Since I'm from Detroit, it's only natural for Motown songs to come to mind on big occasions. On my daughter's birthday, "Isn't She Lovely" comes to mind. When a heavy snow closes school, the whole family joins in a chorus of "How Sweet It Is."
And when my students start filling out college applications, it's tough to get "Ball of Confusion" out of my head.
You might think the room should start spinning in September, when every magazine publishes its version of "Colleges So Great, No One Gets Admitted To Them" -- but it's easy to talk parents and students through this message, because they bring their concerns to my office and we talk about them.
The real challenge for a college counselor is how to help students whose first sense of application panic comes on a fall Saturday morning, when they bring a pen or laptop to the breakfast table, throw a last handful of Cocoa Doodles in their mouth, decide it's time to take on that first application -- and they freeze on the line that says "Name."
In other words, they are coming out of the "College is Crazy" hype, and thinking about what they really want out of college for the first time in a long time, or for the first time ever.
I'm sorry I can't be at the breakfast tables of each of my students when there's nowhere to run to (if I could be there, I would tell them to go to their room).
Most students balk at filling out college applications because they view it as the first step towards leaving home.

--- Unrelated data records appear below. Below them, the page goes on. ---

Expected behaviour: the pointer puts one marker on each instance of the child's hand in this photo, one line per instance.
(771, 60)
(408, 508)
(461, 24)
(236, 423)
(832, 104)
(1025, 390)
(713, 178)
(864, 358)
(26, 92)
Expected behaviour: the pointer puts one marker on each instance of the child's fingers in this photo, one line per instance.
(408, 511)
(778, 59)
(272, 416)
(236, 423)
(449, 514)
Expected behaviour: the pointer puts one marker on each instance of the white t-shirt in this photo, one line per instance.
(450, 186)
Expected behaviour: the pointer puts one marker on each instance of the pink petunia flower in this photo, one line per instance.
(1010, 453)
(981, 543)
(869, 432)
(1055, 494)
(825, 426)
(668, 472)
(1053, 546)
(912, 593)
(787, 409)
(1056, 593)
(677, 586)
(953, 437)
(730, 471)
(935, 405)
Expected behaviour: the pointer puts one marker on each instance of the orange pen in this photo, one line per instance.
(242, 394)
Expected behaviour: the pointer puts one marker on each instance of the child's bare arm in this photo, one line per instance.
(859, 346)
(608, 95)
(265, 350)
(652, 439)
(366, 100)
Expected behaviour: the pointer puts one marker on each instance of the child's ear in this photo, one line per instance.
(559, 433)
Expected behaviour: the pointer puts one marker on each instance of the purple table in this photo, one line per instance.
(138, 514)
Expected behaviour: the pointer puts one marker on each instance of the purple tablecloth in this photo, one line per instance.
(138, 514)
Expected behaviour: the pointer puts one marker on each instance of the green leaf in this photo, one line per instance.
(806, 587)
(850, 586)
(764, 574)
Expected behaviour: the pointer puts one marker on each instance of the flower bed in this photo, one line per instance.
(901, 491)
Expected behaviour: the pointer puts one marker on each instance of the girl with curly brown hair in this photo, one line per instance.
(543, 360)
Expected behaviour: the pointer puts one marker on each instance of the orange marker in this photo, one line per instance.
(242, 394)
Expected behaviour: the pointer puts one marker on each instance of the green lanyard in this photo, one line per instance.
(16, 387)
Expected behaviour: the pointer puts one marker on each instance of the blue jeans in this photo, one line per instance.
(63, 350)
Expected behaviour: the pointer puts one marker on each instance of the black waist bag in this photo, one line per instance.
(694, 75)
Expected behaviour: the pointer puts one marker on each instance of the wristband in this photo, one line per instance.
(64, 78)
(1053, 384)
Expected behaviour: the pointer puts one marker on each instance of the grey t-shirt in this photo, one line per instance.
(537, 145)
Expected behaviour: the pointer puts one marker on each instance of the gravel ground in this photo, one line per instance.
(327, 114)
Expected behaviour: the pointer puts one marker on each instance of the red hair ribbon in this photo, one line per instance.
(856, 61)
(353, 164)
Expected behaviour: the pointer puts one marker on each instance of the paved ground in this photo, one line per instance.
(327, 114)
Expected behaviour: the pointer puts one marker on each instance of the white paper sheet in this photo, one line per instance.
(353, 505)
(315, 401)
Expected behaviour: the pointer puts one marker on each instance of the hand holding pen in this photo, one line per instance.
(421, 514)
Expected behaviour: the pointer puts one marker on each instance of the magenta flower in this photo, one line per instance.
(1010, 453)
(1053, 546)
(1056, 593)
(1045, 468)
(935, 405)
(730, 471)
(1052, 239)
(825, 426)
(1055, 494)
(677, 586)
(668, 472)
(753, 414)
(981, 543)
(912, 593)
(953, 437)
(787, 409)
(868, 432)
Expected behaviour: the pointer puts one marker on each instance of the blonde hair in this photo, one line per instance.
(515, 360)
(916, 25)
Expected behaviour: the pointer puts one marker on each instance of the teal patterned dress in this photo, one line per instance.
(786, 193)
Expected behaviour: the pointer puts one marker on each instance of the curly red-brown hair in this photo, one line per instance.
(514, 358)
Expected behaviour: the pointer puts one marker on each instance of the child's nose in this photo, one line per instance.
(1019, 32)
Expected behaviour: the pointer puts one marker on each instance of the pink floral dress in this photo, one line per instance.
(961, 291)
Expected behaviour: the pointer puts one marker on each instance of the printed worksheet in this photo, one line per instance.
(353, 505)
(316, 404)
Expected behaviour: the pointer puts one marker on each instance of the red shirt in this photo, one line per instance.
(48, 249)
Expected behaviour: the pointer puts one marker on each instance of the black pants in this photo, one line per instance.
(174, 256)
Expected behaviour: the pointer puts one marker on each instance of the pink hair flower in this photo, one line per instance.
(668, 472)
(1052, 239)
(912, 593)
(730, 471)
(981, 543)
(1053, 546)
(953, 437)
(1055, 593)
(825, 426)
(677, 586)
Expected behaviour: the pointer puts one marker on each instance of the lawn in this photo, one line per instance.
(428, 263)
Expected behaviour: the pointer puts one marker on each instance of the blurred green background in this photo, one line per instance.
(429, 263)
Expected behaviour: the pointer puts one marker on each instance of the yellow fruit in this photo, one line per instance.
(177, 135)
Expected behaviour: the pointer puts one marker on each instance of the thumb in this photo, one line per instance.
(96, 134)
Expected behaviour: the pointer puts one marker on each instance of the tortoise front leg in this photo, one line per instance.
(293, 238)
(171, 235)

That's easy to see; this is the place where you listen to your music, text message long after your parents have gone to bed, do a little homework, and think about your life. The world outside has changed and challenged you, sometimes in ways you didn't like or didn't completely master -- but at the end of the day, you came home to sort out what it all meant, and looked forward to what came next. Giving this place up won't be easy.
The good news is the colleges that are right for you will feel just like home. It may be in the dorm rooms, it may be at the library (hey, it happens), it may be the whole campus -- but somewhere at those colleges, there is a spot waiting for you to reflect on the challenges of life, wonder about the possible, and text your BFFs til dawn. Once you think about college as your next home, completing the applications will be as easy as taking the written exam for your driver's license, because both are just the paperwork that leads to a greater sense of freedom. In the end, going to college isn't about leaving home -- it's about taking home with you.
The second thing I would do is replace students' earbuds with soundproof headphones. Some students hit the brakes because of outside opinions about their college choices. The application to a college a student loves often heads to the shredder when a well-meaning neighbor asks "Where is that college?", or Uncle Bob reports the college is nowhere to be found in the recently published rankings. If it turns out no other student at the local high school is applying to this college, this can become a trifecta for trauma.
When this happens, I encourage students to make the mature choice and be selfish. By fall, college-bound students know who they are and what they want in a college -- with all the research they've done and the campuses they've visited, if college selection were a term paper, they'd have about 25 sources to quote and 3000 file cards to synthesize by now. Knowing what you know about college and yourself, it's important to keep the well-meaning insights of others in perspective -- some may know you, some may know colleges, but very few (except your parents) will know both as well as you do.
Everyone on your first grade soccer team got a trophy for participating, and choosing colleges works the same way -- with self-knowledge and college knowledge, everyone gets a best college, even if what's best for you is different from what's best for everyone else.
At this time of year, it's easy for seniors to think it's gonna take a miracle to get into college. You've worked too hard to believe in things that you don't understand, instead, remember what home means to you, stay focused on what you've learned about college and yourself, and your college applications will go flying out the door so quickly, you'll realize the miracle is you.
So pick up the pen, and pass the Cocoa Doodles. You can do this.